In POM file I use the following dependency for Kafka and Spark:
<dependency>
<groupId>org.apache.spark</groupId>
<artifactId>spark-streaming_2.10</artifactId>
<version>1.6.2</version>
</dependency>
<dependency>
<groupId>org.apache.spark</groupId>
<artifactId>spark-streaming-kafka_2.10</artifactId>
<version>1.6.2</version>
</dependency>
So, I use Scala 2.10, not 2.11.
This is my Scala code (it works absolutely fine if I use my own Kafka installed in Amazon Cloud where I have EMR machines (there I have the port 9092 used for Kafka)):
val testTopicMap = testTopic.split(",").map((_, kafkaNumThreads.toInt)).toMap
val kafkaParams = Map[String, String](
"broker.list" -> "XXX.XX.XXX.XX:7072",
"zookeeper.connect" -> "XXX.XX.XXX.XX:2181",
"group.id" -> "test",
"zookeeper.connection.timeout.ms" -> "10000",
"auto.offset.reset" -> "smallest")
val testEvents: DStream[String] =
KafkaUtils
.createStream[String, String, StringDecoder, StringDecoder](
ssc,
kafkaParams,
testTopicMap,
StorageLevel.MEMORY_AND_DISK_SER_2
).map(_._2)
I was reading this Documentation but it looks like everything I did is correct. Should I use some other Kafka client API (other Maven dependency)?
UPDATE #1:
I also tried Direct Stream (without Zookeeper), but it runs me into the error:
val testTopicMap = testTopic.split(",").toSet
val kafkaParams = Map[String, String]("metadata.broker.list" -> "XXX.XX.XXX.XX:7072,XXX.XX.XXX.XX:7072,XXX.XX.XXX.XX:7072","bootstrap.servers" -> "XXX.XX.XXX.XX:7072,XXX.XX.XXX.XX:7072,XXX.XX.XXX.XX:7072",
"auto.offset.reset" -> "smallest")
val testEvents = KafkaUtils.createDirectStream[String, String, StringDecoder, StringDecoder](ssc, kafkaParams, testTopicMap).map(_._2)
testEvents.print()
17/01/02 12:23:15 ERROR ApplicationMaster: User class threw exception: org.apache.spark.SparkException: java.io.EOFException: Received -1 when reading from channel, socket has likely been closed.
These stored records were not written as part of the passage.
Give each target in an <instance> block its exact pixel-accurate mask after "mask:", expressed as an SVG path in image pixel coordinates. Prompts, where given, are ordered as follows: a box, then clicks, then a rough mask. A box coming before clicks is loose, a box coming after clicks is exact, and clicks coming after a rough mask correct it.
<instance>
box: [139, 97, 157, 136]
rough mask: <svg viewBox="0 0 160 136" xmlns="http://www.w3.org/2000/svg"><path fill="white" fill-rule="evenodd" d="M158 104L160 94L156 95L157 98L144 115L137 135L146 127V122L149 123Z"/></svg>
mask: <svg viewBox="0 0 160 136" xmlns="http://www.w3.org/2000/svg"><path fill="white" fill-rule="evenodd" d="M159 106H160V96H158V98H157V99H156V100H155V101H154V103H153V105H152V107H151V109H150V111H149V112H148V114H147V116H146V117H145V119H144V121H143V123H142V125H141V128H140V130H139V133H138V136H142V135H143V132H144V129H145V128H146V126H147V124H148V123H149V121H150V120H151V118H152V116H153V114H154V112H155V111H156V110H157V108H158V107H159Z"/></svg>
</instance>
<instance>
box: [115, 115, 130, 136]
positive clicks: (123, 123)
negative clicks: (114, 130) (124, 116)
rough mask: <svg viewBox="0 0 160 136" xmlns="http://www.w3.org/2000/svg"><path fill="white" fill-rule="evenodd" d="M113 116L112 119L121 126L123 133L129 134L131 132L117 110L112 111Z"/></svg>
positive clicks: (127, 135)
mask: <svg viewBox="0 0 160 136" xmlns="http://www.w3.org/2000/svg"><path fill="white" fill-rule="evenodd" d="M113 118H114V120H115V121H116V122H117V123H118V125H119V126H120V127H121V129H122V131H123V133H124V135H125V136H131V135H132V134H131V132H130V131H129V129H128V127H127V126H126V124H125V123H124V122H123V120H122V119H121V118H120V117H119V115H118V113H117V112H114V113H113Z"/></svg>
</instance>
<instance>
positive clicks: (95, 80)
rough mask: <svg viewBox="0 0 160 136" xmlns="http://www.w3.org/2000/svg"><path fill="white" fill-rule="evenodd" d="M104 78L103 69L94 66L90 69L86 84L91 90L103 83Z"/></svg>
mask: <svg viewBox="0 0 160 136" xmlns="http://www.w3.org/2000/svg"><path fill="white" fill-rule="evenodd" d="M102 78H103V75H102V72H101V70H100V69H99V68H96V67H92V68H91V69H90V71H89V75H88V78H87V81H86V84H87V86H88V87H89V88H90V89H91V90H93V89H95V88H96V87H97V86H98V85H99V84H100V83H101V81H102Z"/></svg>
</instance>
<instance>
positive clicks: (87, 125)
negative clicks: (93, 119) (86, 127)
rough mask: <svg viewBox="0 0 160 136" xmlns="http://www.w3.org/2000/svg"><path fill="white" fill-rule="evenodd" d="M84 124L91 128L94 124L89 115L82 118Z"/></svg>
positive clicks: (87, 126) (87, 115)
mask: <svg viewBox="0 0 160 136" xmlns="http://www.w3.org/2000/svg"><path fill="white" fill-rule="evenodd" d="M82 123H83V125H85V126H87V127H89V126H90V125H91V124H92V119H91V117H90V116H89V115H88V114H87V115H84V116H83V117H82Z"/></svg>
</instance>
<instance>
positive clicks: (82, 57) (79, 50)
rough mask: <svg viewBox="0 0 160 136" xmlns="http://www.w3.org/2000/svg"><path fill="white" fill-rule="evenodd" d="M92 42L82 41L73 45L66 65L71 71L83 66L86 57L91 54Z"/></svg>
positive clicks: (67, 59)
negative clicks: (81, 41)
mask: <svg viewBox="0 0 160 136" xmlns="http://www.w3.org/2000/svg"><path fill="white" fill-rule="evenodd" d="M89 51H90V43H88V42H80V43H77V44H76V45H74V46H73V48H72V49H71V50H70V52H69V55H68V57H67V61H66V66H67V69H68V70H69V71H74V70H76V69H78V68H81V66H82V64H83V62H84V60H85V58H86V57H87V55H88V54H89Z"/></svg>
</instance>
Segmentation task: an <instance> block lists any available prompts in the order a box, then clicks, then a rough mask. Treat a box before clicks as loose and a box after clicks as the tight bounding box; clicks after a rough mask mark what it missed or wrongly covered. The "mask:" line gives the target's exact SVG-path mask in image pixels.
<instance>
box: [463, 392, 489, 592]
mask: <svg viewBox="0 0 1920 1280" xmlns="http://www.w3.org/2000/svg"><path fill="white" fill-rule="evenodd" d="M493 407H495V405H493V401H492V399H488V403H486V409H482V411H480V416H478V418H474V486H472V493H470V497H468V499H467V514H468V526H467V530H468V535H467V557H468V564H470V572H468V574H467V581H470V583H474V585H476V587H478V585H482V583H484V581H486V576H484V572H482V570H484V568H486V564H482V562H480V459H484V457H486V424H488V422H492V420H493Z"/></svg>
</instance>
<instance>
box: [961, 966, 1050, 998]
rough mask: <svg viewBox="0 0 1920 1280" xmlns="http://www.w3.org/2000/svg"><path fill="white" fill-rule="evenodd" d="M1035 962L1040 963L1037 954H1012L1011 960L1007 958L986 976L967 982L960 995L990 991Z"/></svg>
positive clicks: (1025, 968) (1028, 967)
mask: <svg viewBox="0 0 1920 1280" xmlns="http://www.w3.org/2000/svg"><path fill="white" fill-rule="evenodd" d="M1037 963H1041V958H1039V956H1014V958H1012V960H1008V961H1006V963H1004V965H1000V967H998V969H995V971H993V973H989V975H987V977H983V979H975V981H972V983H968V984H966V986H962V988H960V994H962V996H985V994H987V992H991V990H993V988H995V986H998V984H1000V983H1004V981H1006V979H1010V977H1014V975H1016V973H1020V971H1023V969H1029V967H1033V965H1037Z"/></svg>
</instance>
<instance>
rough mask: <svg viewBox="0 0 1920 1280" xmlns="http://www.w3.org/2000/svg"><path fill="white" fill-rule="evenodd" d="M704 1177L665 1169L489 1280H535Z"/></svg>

java.io.EOFException: Received -1 when reading from channel, socket has likely been closed.
java.io.EOFException: Received -1 when reading from channel, socket has likely been closed.
UPDATE #2:
I found this related topic. The suggested solution says Fixed it by setting the property 'advertised.host.name' as instructed by the comments in the kafka configuration (config/server.properties). Do I understand correctly that config/server.properties should be changed on the remote machine where Kafka is installed?
Kafka : How to connect kafka-console-consumer to fetch remote broker topic content?
I think I ran into the same issue recently (EOFException) and the reason was a kafka version mismatch.
if i look here https://mvnrepository.com/artifact/org.apache.spark/spark-streaming-kafka_2.10/1.6.2 the compile time dependency of the kafka streaming version is 0.8 whereas you use 0.10.
as far as i know 0.9 is already not compatible with 0.8. can you try to setup a local 0.8 or 0.9 broker and try to connect?